The New York Post
April 11, 2001
By Carl Campanile
April 11, 2001 -- Bill Tucker said his son was a fine math student - until his Brooklyn junior high school put in a radical new program two years ago.
"All of a sudden, they were learning the same stuff they did two years ago. Nobody wanted to do it," Tucker recalled of the shocking experience at the highly regarded MS 51 in Park Slope.
Instead of learning basic math formulas and drills, students were told to go through more engaging "real life" verbal exercises to find their own answers to math problems. The new curriculum is called "constructivist" math.
Despite growing opposition, a panel of experts commissioned by Schools Chancellor Harold Levy is expected to sanction the controversial new math program, reveals a draft report obtained by The Post.
A spokesman for the panel's chairman, City University Chancellor Matthew Goldstein, cautioned that it's too early to draw conclusions because the report is still a "work in progress." But Tucker said the new math hurt his son.
"It was dumbed-down math. It was math for English majors. It was math for people who can't do math," said Tucker, adding that the disruptive switch was made in November - two months into the fall term. "The math program at MS 51 fell apart," he said.
Two years later, Tucker's son, Fritz, is assigned to the least challenging freshman math class at Stuyvesant HS.
Tucker is one of dozens of parents and teachers from Manhattan, The Bronx and Brooklyn revolting against the "fuzzy" math program imposed on their kids by school officials, which the parents and teachers argue comes at the expense of the basics.
Parent Marilyn Feldheim, a math tutor who transferred her son from JHS 234 in District 22 to MS 51 in District 15, said the decline in math was startling.
"At the other school, he was doing eighth-grade-level math in the sixth grade.
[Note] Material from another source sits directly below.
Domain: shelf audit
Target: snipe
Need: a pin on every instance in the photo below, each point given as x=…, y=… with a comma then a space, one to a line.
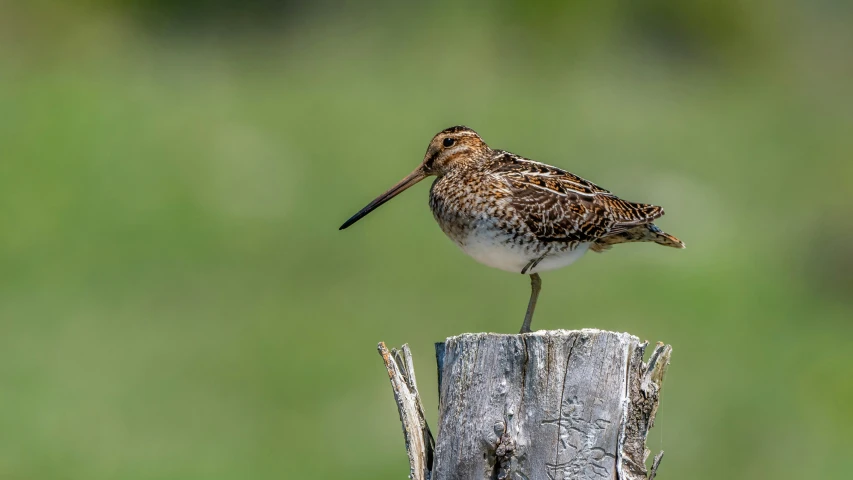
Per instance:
x=512, y=213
Now he's doing what I consider fifth-grade math," she said.
"Under this program, we're losing the basics. We have students who can't multiply, who can't do fractions because we don't encourage them to do rote work."
New District 15 Superintendent Carmen Farina - who oversees MS 51 - said the math programs are under review. She also hired a new math coordinator.
Officials at District 2 in Manhattan, which several years ago became the first in the city to implement the new math program - over stiff opposition - insisted it's been a success despite flaws in implementation.
"It's a better way to teach math. Students get a deeper understanding about doing math," said District 2 Community School Board President Karen Feurer.